We have heard with regret that some dear brethren of the Lord have misinterpreted STUDIES IN THE SCRIPTURES, Vol. VI., along this line and that as a result their lives, instead of being made more loving and gracious, have become the reverse—more dictatorial, unsympathetic, tyrannical. We hope that these reports are overdrawn at least, and we hope also that the clearer knowledge on the subject has, at least, made some more noble and more loyal and more esteemed by their families.

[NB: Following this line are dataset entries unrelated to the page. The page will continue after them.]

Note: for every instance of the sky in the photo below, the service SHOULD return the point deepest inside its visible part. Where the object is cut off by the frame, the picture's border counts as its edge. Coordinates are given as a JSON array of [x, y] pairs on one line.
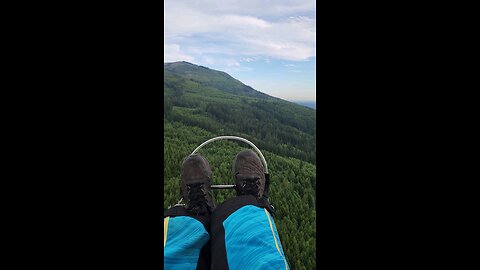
[[269, 45]]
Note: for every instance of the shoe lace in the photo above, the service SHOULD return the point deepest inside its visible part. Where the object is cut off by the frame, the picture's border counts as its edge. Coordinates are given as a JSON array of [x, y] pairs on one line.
[[196, 197], [250, 186]]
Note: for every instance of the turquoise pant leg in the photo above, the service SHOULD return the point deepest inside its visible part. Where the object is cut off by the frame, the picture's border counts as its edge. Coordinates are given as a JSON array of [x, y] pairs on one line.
[[184, 237], [252, 241]]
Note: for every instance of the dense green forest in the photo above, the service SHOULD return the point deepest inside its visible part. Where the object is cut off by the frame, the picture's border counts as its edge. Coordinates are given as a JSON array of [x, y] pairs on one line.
[[201, 103]]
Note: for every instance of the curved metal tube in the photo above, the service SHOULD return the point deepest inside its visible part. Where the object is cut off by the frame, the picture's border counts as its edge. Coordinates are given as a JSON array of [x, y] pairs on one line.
[[234, 138]]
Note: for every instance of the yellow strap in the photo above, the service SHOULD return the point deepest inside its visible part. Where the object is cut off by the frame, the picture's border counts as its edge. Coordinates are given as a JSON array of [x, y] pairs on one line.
[[275, 238], [165, 230]]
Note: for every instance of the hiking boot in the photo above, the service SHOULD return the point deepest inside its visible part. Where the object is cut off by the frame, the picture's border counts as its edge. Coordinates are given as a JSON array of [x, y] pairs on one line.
[[249, 174], [195, 182]]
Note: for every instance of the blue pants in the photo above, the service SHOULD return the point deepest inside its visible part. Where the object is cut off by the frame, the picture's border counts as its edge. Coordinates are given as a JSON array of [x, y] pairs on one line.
[[240, 234]]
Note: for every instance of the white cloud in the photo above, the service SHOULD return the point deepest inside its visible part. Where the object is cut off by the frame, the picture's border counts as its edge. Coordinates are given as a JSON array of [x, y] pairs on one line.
[[244, 29]]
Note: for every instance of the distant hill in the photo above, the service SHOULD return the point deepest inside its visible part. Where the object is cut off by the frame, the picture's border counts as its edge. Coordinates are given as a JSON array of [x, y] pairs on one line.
[[309, 104], [201, 103], [224, 103]]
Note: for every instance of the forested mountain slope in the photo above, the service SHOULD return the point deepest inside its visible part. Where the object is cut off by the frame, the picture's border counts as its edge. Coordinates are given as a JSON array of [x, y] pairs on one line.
[[201, 103]]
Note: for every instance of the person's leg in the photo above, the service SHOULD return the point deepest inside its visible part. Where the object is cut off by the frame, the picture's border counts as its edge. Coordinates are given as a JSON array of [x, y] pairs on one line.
[[243, 231], [186, 230]]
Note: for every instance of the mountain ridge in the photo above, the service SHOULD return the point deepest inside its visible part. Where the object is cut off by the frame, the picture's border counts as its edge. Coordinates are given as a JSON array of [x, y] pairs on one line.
[[185, 69]]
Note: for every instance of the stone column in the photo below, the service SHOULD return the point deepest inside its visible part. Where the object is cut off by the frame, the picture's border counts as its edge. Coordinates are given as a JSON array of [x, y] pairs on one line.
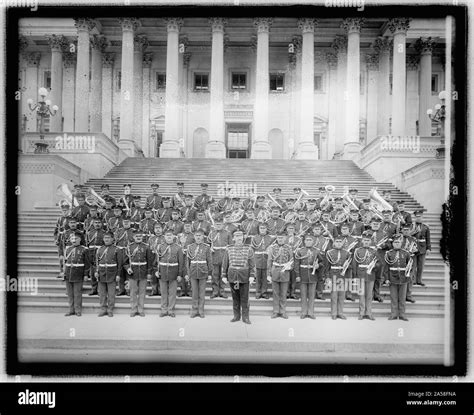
[[146, 62], [399, 27], [107, 88], [352, 135], [340, 47], [372, 61], [216, 146], [57, 44], [424, 46], [261, 148], [126, 143], [69, 90], [98, 46], [306, 146], [81, 115], [31, 82], [383, 47], [170, 145], [333, 109], [141, 43]]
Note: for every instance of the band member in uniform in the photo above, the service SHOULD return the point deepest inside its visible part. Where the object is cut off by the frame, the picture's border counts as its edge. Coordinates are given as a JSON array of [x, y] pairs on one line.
[[423, 238], [309, 265], [139, 266], [170, 264], [363, 267], [108, 262], [238, 268], [76, 267], [94, 240], [397, 260], [218, 239], [123, 238], [280, 262], [198, 271]]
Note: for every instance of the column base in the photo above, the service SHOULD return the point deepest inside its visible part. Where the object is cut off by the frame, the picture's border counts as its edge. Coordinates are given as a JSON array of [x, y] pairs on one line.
[[170, 149], [261, 150], [215, 150], [351, 150], [307, 151]]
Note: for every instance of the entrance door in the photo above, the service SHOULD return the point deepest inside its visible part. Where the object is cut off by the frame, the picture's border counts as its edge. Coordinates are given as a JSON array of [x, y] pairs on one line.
[[238, 141]]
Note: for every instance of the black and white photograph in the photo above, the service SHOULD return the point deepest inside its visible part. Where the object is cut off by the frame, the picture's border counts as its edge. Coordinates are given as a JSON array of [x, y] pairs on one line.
[[236, 185]]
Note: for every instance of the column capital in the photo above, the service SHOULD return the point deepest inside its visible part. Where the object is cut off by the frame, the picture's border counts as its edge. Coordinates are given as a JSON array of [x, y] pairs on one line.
[[340, 44], [399, 24], [32, 58], [147, 59], [84, 24], [413, 62], [425, 45], [331, 59], [217, 24], [372, 61], [383, 44], [263, 24], [174, 24], [108, 59], [99, 43], [57, 42], [140, 43], [353, 24], [129, 24], [307, 25]]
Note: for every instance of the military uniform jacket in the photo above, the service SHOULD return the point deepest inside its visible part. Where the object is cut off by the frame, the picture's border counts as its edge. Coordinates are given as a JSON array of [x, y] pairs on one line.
[[305, 260], [170, 261], [123, 237], [279, 255], [260, 244], [154, 201], [275, 225], [362, 259], [219, 241], [176, 226], [198, 261], [109, 262], [238, 264], [397, 260], [423, 237], [139, 259], [336, 259], [76, 263]]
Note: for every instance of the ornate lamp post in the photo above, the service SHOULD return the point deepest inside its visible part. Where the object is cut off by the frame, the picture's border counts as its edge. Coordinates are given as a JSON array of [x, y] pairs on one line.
[[438, 116], [43, 109]]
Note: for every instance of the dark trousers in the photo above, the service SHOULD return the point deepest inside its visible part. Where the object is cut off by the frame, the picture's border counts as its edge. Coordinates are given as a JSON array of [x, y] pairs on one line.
[[262, 283], [74, 295], [168, 295], [307, 291], [420, 264], [199, 295], [398, 295], [107, 295], [137, 295], [240, 300], [279, 297], [218, 286]]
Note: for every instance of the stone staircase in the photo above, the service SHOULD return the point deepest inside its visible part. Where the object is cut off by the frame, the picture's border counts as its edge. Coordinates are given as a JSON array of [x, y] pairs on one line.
[[37, 254]]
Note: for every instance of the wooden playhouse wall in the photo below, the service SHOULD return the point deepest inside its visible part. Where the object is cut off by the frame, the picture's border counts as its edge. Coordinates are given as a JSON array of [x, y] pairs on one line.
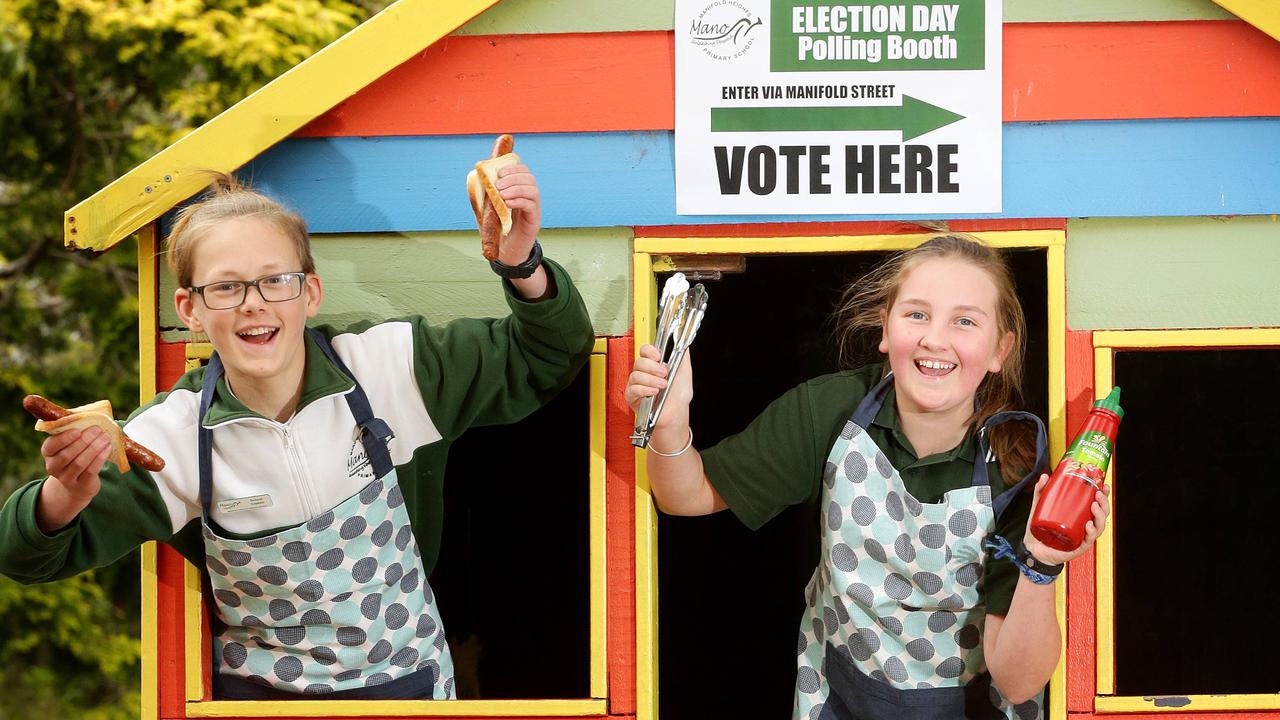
[[1147, 131]]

And how about the sisters? Alas, not all of them are rightly exercised by the precious truths with which the Lord has so highly favored us! The greater knowledge of justice and injustice, and of the rights of man and woman, become tests to the sisters, as well as to the brethren. They, too, are in the hour of temptation, trial. The "Woman's Rights" sentiment is in the air. It does not make for peace and harmony. On the contrary, it is a part of the general spirit of discontent—the spirit of the world, which our great Adversary is stirring up more and more. As in the world this is stirring up the time of trouble, so in the Church and in the family it is bringing a time of trouble in advance of the world's tribulation. Alas! dear brethren and sisters, what shall it profit us if we gain a few rights and destroy our own peace and happiness and the peace and happiness of those whom we have vowed to assist and comfort and to sustain while life lasts?

As St. Paul says, "Ye were called to liberty, but use not that liberty for an occasion to the flesh." Our real liberty which brings us blessing and Divine favor and peace of soul is a liberty from error and superstition, and a liberty from the bondage of selfishness—a liberty to sacrifice, to serve, to lay down our lives for the brethren [R4900 : page 390] and for all men as we have opportunity—and particularly the liberty or privilege of showing to those of earthly relationship that we are copies of the Master and have His Spirit of self-denial, love, sympathy, good fruits.

There are, indeed, times and places where both the brethren and sisters must stand for principles and the liberty to worship God; but, these being granted, we may well sacrifice all other things as trivial; or, if we must contend, let us contend for only such things as our Redeemer would have contended for. Thus let us "walk in His steps, as He has set us an example."—I Pet. 2:21.